Закрыв широко расставленные глаза, Симбо говорит:
– Эх ты, деревня! Не в государстве, а на земле. Знаешь, есть евангельские притчи о Лазаре, о пяти хлебах и т. д.? Знаешь? Ну, вот эта сказка в роде тех, только поумнее малость, умным человеком составлена для просвещения нас, дураков.
– При чем здесь мы? – недоуменно тянет кто-то из-под куста.
– Одиет! – сердито бросает Симбо.
– Стахи – это мы, нижний чин, пушечное мясо, серая скотина!
Король это – все наше начальство: царь, министры, генералы, адмиралы, губернаторы, архиереи, попы, околодочные, офицеры, земские, становые.
Через неделю, может быть, немцы будут наступать на нас. Мы подстроим им такую же ловушку. И они такие чистенькие, гладко выбритые, аккуратненькие – хоть сейчас на парад – устелют своими трупами междуокопную зону. Их раненые заживо будут разлагаться. Будут вопить о помощи в ожидании перемирия, которое наши командиры постараются, елико возможно, оттянуть.
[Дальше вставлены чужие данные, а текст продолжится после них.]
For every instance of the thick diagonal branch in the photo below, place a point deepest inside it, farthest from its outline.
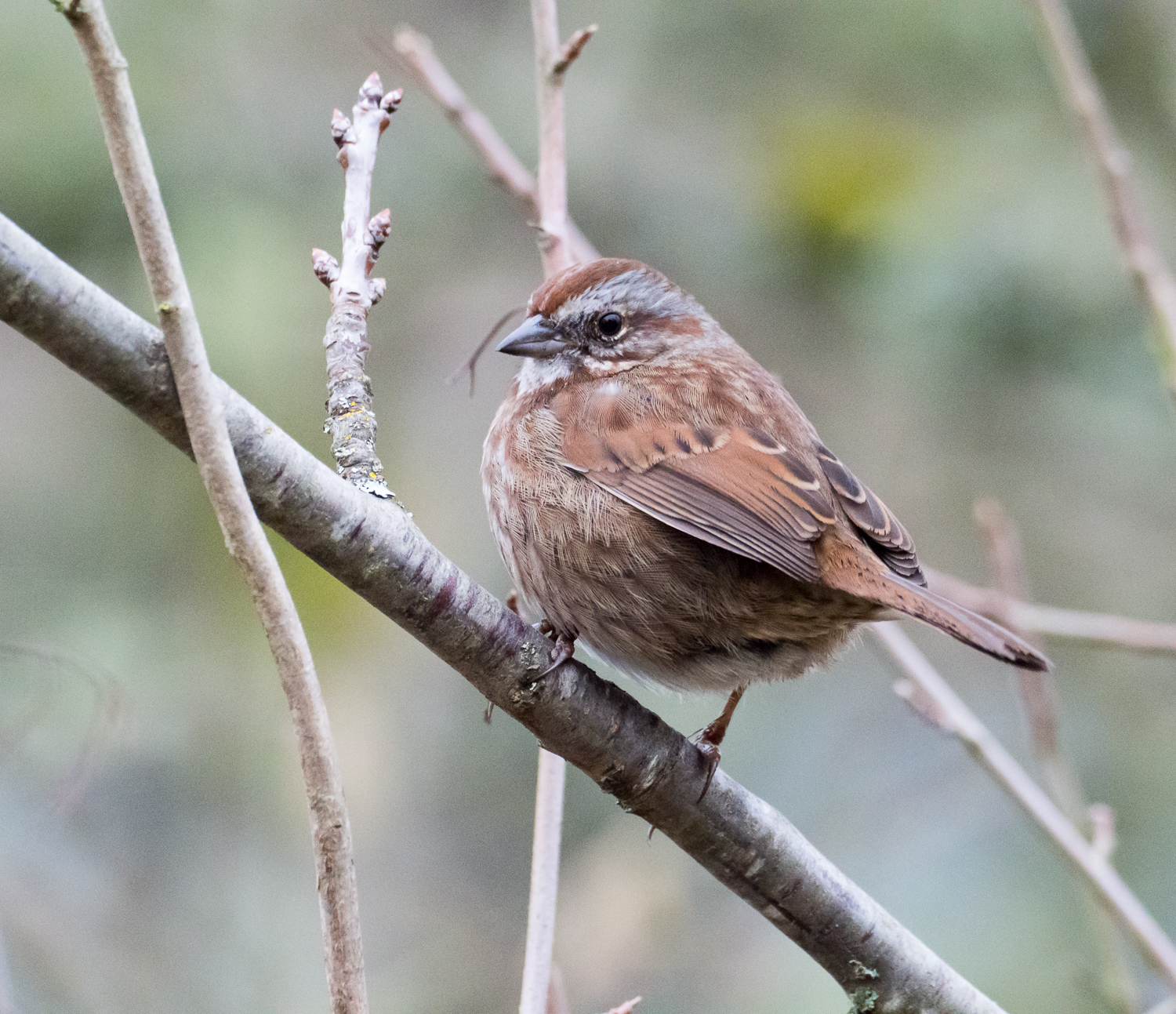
(652, 769)
(202, 409)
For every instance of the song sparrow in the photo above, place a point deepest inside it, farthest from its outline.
(658, 496)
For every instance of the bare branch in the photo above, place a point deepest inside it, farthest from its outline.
(571, 49)
(416, 58)
(552, 198)
(204, 416)
(350, 419)
(1095, 628)
(1152, 274)
(1036, 689)
(652, 769)
(935, 701)
(1037, 701)
(552, 190)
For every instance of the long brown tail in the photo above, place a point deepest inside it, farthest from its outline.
(954, 619)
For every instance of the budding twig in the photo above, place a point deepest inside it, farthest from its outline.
(350, 420)
(926, 691)
(204, 416)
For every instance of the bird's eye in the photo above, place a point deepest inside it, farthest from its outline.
(609, 325)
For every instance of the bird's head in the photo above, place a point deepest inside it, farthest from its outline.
(604, 317)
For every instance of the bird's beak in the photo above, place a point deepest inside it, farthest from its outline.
(535, 338)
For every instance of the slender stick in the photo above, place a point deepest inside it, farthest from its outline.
(1036, 689)
(552, 198)
(934, 700)
(1040, 708)
(205, 420)
(350, 419)
(552, 179)
(1152, 274)
(416, 56)
(545, 880)
(1094, 628)
(653, 771)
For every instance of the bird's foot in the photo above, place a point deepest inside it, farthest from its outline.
(564, 649)
(710, 738)
(710, 758)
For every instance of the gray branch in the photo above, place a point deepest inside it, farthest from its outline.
(374, 548)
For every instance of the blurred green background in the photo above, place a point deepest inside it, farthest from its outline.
(886, 202)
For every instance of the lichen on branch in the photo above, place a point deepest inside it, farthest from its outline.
(350, 420)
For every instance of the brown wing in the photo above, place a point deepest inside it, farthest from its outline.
(734, 487)
(869, 515)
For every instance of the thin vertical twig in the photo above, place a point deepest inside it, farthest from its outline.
(1152, 274)
(1040, 708)
(1093, 628)
(929, 696)
(552, 198)
(545, 880)
(350, 420)
(207, 431)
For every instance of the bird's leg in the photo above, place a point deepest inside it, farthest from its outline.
(564, 647)
(713, 736)
(513, 606)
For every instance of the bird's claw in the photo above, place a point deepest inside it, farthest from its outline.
(710, 758)
(564, 649)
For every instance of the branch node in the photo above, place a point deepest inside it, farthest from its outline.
(341, 129)
(326, 267)
(572, 49)
(371, 91)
Таков исписанный закон войны.
Сегодня они, завтра мы!
Когда немцы будут хоронить своих «павших» товарищей, мы любезно будем помогать им в этом, как и они нам помогали сегодня. Мы тоже умеем быть «джентльменами», умеем платить «добром» за «добро».
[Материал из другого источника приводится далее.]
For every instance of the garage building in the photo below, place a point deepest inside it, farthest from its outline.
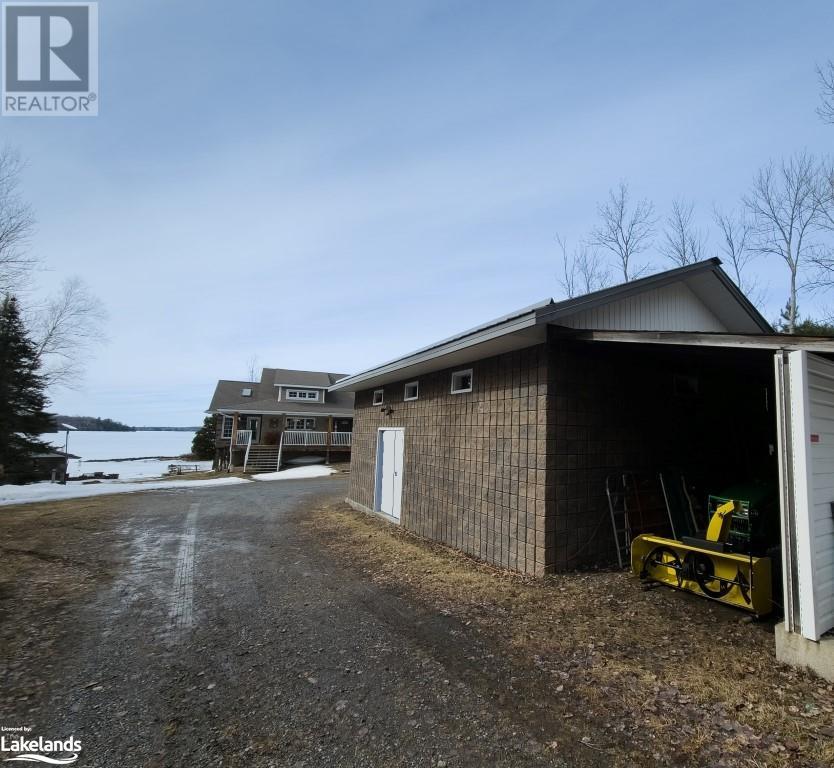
(505, 440)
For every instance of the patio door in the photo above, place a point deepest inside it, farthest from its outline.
(389, 472)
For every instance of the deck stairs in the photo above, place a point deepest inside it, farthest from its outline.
(262, 458)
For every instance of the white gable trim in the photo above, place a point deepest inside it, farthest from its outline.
(671, 307)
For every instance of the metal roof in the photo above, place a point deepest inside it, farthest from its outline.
(526, 326)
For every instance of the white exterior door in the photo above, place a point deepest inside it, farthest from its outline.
(806, 446)
(389, 472)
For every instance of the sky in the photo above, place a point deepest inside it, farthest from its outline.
(328, 185)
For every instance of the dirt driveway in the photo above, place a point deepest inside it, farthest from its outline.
(268, 625)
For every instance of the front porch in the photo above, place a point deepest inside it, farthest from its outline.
(243, 451)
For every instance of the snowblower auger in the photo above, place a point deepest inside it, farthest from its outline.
(707, 566)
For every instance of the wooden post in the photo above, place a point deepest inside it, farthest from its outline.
(329, 437)
(232, 442)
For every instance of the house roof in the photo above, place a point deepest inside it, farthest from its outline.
(228, 395)
(284, 377)
(703, 284)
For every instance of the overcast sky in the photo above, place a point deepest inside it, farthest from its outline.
(327, 185)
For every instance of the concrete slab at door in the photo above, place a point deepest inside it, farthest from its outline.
(390, 472)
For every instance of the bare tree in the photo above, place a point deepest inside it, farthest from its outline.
(623, 231)
(787, 206)
(825, 75)
(734, 245)
(16, 223)
(682, 242)
(64, 329)
(583, 270)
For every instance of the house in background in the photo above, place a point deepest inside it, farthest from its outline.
(501, 440)
(285, 415)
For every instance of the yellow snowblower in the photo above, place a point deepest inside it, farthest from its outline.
(707, 565)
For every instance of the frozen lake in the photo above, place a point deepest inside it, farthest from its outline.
(99, 449)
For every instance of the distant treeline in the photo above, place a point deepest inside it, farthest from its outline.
(91, 424)
(94, 424)
(165, 429)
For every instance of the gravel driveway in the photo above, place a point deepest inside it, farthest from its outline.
(202, 628)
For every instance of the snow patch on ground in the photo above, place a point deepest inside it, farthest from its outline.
(26, 494)
(296, 473)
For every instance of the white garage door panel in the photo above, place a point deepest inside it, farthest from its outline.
(814, 439)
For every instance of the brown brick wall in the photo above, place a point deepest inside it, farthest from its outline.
(514, 472)
(475, 464)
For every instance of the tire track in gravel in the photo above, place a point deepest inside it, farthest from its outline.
(182, 599)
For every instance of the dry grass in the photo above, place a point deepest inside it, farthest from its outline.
(672, 675)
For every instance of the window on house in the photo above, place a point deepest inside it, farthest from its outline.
(298, 423)
(462, 381)
(302, 394)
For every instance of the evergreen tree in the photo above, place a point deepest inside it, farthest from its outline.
(22, 395)
(806, 327)
(203, 444)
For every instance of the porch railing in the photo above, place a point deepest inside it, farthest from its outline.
(341, 438)
(303, 437)
(243, 437)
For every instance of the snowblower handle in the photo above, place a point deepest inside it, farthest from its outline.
(719, 525)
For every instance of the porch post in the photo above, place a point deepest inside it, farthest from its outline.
(329, 437)
(232, 441)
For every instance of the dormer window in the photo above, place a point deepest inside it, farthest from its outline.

События последних дней как-то придавили меня, и я все еще не могу стряхнуть с себя груз тяжелых впечатлений, навеянных неудачным наступлением.
Говорят: на нашем участке убито пятнадцать тысяч человек.
Пятнадцать тысяч трупов, когда я начинаю о них усиленно думать, превращаются в моем сознании в мясной Монблан.
Но журналисты говорят, что война только начинается. Им, конечно, лучше знать. Они самые компетентные люди в современном обществе. «Оттуда» виднее.
Сколько же еще мясных Монбланов будет воздвигнуто на этих уныло-молчаливых полях сражения?
Пришло пополнение.
Статные, высокие новобранцы зовут нас «дядьками» и «стариками». Мы были в «огне», и это поднимает нас в их глазах на недосягаемую высоту.
Наше неудачное наступление усиленно рекламируется прессой.